Russian mathematician (1857–1918)

Aleksandr Mikhailovich Lyapunov (Note: His surname is variously romanized as Ljapunov, Liapunov, Liapounoff or Ljapunow.) (Note: Алекса́ндр Миха́йлович Ляпуно́в) (Алекса́ндр Миха́йлович Ляпуно́в, – 3 November 1918) was a Russian mathematician, mechanician and physicist. He was the son of the astronomer Mikhail Lyapunov and the brother of the pianist and composer Sergei Lyapunov.

Lyapunov is known for his development of the stability theory of a dynamical system, as well as for his many contributions to mathematical physics and probability theory.

== Biography ==

=== Early life ===
Lyapunov was born in Yaroslavl, Russian Empire. His father Mikhail Vasilyevich Lyapunov (1820–1868) was an astronomer employed by the Demidov Lyceum. His brother, Sergei Lyapunov, was a gifted composer and pianist. In 1863, M. V. Lyapunov retired from his scientific career and relocated his family to his wife's estate at Bolobonov, in the Simbirsk province (now Ulyanovsk Oblast). After the death of his father in 1868, Aleksandr Lyapunov was educated by his uncle R. M. Sechenov, brother of the physiologist Ivan Mikhailovich Sechenov. At his uncle's family, Lyapunov studied with his distant cousin Natalia Rafailovna, who became his wife in 1886. In 1870, his mother moved with her sons to Nizhny Novgorod, where he started the third class of the gymnasium. He graduated from the gymnasium with distinction in 1876.

=== Education ===
In 1876, Lyapunov entered the Physico-Mathematical department at the University of Saint Petersburg, but after one month he transferred to the Mathematics department of the university.

Among the Saint Petersburg mathematics professors were Chebyshev and his students Aleksandr Nikolaevich Korkin and Yegor Ivanovich Zolotarev. Lyapunov wrote his first independent scientific works under the guidance of the professor of mechanics, D. K. Bobylev. In 1880 Lyapunov received a gold medal for a work on hydrostatics. This was the basis for his first published scientific works On the equilibrium of a heavy body in a heavy fluid contained in a vessel of a fixed form and On the potential of hydrostatic pressure. Lyapunov also completed his university course in 1880, two years after Andrey Markov who had also graduated at Saint Petersburg University. Lyapunov maintained scientific contact with Markov throughout his life.

=== Teaching and research ===
A major theme in Lyapunov's research was the stability of a rotating fluid mass with possible astronomical application. This subject was proposed to Lyapunov by Chebyshev as a topic for his masters thesis which he submitted in 1884 with the title On the stability of ellipsoidal forms of rotating fluids. The main contribution was published in the celebrated monograph 'A.M. Lyapunov, The general problem of the stability of motion. 1892. Kharkov Mathematical Society, Kharkov, 251p. (in Russian)'. This led on to his 1892 doctoral thesis The general problem of the stability of motion. The thesis was defended in Moscow University on 12 September 1892, with Nikolai Zhukovsky and V. B. Mlodzeevski as opponents. In 1908, the Kharkov edition was translated to French and republished by the University of Toulouse: 'Probleme General de la Stabilite du Mouvement, Par M.A. Liapounoff. Traduit du russe par M.Edouard Davaux'.

In 1885, Lyapunov became privatdozent and was proposed to accept the chair of mechanics at Kharkov University, where he went the same year. About the initial stay at Kharkov, Smirnov writes in his biography of Lyapunov:

Here at first, the research activity of Lyapunov was cut short. It was necessary to work out courses and put together notes for students, which took up much time.
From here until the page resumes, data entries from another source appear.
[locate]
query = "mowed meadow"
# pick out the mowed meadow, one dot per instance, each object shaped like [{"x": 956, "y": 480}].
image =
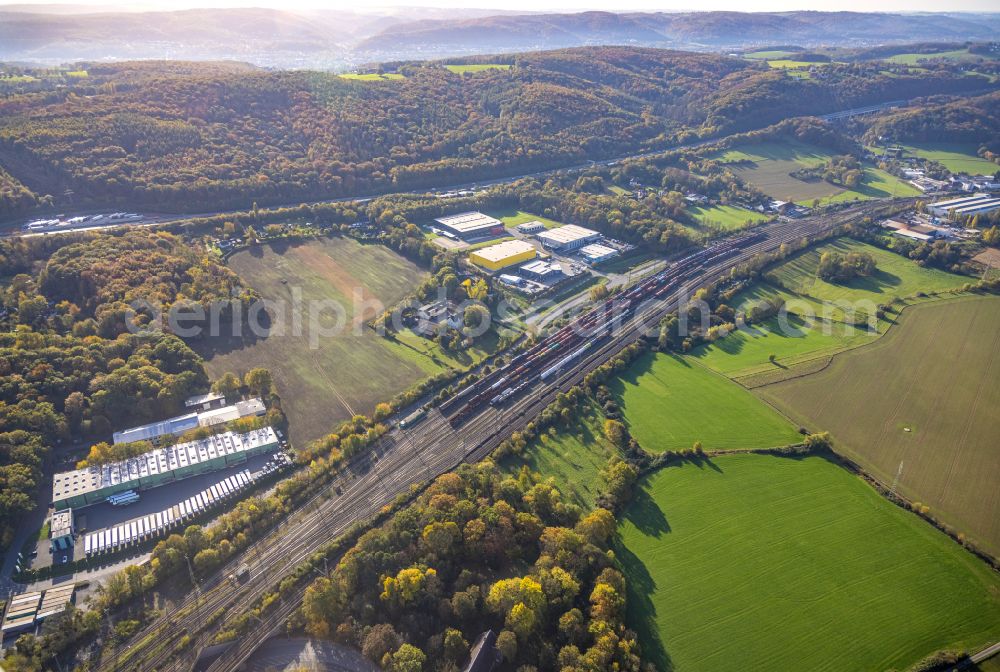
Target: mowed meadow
[
  {"x": 919, "y": 407},
  {"x": 818, "y": 323},
  {"x": 671, "y": 402},
  {"x": 768, "y": 166},
  {"x": 348, "y": 373},
  {"x": 754, "y": 562}
]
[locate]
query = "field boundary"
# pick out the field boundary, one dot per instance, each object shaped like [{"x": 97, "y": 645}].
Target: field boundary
[
  {"x": 849, "y": 456},
  {"x": 831, "y": 355}
]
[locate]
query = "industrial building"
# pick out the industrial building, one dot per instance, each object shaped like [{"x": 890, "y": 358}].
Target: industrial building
[
  {"x": 531, "y": 227},
  {"x": 966, "y": 206},
  {"x": 543, "y": 271},
  {"x": 182, "y": 423},
  {"x": 502, "y": 255},
  {"x": 568, "y": 237},
  {"x": 61, "y": 530},
  {"x": 205, "y": 402},
  {"x": 27, "y": 609},
  {"x": 595, "y": 254},
  {"x": 467, "y": 225},
  {"x": 160, "y": 523},
  {"x": 437, "y": 317},
  {"x": 93, "y": 485}
]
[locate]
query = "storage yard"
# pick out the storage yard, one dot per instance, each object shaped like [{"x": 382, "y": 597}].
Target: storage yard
[
  {"x": 502, "y": 255},
  {"x": 155, "y": 525},
  {"x": 554, "y": 354},
  {"x": 83, "y": 487},
  {"x": 470, "y": 225},
  {"x": 183, "y": 423}
]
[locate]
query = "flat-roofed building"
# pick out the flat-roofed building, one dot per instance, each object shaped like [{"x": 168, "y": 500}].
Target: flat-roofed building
[
  {"x": 542, "y": 270},
  {"x": 466, "y": 225},
  {"x": 61, "y": 530},
  {"x": 942, "y": 208},
  {"x": 568, "y": 237},
  {"x": 21, "y": 612},
  {"x": 502, "y": 255},
  {"x": 154, "y": 430},
  {"x": 205, "y": 402},
  {"x": 977, "y": 208},
  {"x": 531, "y": 227},
  {"x": 183, "y": 423},
  {"x": 95, "y": 484},
  {"x": 596, "y": 254}
]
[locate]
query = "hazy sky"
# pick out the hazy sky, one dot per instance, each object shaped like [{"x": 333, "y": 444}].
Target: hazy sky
[{"x": 562, "y": 5}]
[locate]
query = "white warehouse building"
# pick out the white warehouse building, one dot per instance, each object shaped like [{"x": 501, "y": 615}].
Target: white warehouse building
[{"x": 568, "y": 237}]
His student and collaborator, Vladimir Steklov, recalled his first lecture in the following way: "A handsome young man, almost of the age of the other students, came before the audience, where there was also the old Dean, professor Levakovsky, who was respected by all students. After the Dean had left, the young man with a trembled voice started to lecture a course on the dynamics of material points, instead of a course on dynamical systems. This subject was already known to the students from the lectures of professor Delarue. But what Lyapunov taught us was new to me and I had never seen this material in any textbook. All antipathy to the course was immediately blown to dust. From that day students would show Lyapunov a special respect."

=== Later years ===
Lyapunov returned to Saint Petersburg in 1902, after being elected acting member of the Academy of Science as well as ordinary professor in the Faculty of Applied Mathematics of the university. The position had been left vacant by the death of his former teacher, Chebyshev. Not having any teaching obligations, this allowed Lyapunov to focus on his studies and in particular he was able to bring to a conclusion the work on the problem of Chebyshev with which he started his scientific career.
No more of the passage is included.